This article was updated on June 15, 2021

As the enterprise works toward building technology solutions that solve business communications challenges for the long haul, these organizations need to start with one critical question: What is an API?

If your developers are asking the key question, "what is an API?" — it's time to learn how APIs can bridge the distance between different types of digital tools.

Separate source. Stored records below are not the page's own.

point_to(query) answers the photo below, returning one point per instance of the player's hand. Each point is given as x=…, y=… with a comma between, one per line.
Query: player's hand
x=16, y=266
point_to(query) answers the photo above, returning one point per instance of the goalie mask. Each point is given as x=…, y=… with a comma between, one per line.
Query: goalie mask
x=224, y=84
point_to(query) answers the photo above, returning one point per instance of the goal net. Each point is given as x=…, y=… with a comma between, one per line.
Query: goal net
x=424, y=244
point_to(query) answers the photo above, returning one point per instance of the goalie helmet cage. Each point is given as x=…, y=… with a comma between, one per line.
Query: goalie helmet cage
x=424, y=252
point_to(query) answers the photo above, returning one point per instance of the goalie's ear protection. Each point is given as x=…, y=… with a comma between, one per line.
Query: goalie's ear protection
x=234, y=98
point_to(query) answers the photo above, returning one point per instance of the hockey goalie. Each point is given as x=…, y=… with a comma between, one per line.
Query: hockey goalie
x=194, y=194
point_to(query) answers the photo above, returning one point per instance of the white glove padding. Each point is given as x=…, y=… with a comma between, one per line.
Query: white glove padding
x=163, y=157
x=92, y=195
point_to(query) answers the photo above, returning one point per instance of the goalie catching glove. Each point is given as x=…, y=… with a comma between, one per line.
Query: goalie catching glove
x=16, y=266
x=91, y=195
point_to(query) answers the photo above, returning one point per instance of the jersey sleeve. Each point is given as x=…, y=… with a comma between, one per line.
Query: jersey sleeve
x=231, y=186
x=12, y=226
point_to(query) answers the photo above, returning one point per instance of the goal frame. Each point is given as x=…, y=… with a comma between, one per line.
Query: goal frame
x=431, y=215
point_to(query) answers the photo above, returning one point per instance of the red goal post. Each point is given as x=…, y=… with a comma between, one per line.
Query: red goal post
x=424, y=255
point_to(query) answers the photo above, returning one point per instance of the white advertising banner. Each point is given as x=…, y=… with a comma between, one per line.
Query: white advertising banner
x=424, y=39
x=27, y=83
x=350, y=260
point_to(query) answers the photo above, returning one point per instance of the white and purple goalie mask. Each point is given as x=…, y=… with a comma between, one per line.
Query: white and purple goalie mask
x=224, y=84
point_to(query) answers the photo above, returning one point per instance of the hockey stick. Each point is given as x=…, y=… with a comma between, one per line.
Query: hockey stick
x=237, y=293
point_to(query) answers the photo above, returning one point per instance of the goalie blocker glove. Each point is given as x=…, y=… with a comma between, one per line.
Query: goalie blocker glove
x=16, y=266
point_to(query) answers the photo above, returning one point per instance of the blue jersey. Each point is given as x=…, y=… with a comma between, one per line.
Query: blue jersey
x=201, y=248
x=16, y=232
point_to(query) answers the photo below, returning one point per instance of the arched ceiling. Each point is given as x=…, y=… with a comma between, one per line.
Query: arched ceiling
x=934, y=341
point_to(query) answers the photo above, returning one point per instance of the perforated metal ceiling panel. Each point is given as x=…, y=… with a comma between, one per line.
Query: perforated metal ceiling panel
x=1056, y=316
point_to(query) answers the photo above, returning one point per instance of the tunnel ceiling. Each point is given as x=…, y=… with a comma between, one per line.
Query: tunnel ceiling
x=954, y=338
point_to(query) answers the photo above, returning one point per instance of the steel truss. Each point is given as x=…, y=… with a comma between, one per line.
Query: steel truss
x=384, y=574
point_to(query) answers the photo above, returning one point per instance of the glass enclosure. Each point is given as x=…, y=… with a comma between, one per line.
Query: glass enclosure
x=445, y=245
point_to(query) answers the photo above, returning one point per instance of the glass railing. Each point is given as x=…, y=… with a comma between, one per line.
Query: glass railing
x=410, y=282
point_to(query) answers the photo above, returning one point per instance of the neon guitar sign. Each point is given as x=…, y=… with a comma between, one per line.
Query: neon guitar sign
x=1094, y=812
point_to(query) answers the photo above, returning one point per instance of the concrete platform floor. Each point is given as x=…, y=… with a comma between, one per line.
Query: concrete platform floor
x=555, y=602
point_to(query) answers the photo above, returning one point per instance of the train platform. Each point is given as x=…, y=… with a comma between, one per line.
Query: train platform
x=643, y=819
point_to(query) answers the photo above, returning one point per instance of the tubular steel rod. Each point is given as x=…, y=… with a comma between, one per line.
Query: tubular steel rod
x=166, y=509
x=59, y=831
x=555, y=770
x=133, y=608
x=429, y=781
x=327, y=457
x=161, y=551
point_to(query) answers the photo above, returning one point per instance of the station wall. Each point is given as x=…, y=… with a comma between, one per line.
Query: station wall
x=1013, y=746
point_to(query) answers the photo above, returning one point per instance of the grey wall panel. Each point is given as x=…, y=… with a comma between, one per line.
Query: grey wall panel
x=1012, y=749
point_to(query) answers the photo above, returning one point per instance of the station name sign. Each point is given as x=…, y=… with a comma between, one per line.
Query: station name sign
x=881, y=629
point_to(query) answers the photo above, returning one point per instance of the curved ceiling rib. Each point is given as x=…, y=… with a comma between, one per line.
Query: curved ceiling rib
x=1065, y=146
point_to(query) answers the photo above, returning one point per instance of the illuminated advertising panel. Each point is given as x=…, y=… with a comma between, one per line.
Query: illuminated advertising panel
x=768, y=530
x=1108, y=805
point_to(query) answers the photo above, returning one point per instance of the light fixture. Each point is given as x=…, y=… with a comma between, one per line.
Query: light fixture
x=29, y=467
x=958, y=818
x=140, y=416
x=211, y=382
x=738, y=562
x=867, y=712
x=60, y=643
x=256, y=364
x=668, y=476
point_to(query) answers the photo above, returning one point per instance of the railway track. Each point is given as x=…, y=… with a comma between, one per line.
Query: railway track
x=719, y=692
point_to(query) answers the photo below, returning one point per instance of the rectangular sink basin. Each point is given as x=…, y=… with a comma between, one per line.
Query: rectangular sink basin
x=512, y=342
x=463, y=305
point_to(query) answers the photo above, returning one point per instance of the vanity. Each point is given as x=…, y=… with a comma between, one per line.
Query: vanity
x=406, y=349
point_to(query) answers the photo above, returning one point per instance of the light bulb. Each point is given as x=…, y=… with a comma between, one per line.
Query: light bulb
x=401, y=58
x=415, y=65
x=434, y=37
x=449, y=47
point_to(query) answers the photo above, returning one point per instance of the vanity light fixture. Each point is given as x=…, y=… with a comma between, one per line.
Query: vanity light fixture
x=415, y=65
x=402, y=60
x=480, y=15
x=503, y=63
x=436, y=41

In a nutshell, an application program interface (API) is a set of specifications developers access when they create apps for their users to engage with. The app calls on the API to ensure that every new feature successfully exchanges data with other apps and software around the world. Essentially, the API is the developer's dictionary. It's a toolkit that helps with a lot of the heavy lifting, "translating" and managing the data that apps need to perform key tasks.

APIs help coders create new tech that communicates and works well with existing tech, opening doors for developers to align their apps with different operating systems and helping to guarantee that today's apps and software can communicate with the next big use-case that comes along.

So, how do APIs help enterprise, specifically? To understand their role in the modern organization's technology suite — and in business' approach to communications, in particular (which is a red-hot playing field for developers and APIs) — it's helpful to know what kind of experiences APIs empower developers to build. Here are a few things APIs can do for your business.

APIs provide developers with the personalized, immediate communications that enterprise users have come to expect. The dynamic business communications environments that they energize are packed with API-powered elements — and they're winning the attention of customers all over.

How Do APIs Help Enterprises Communicate?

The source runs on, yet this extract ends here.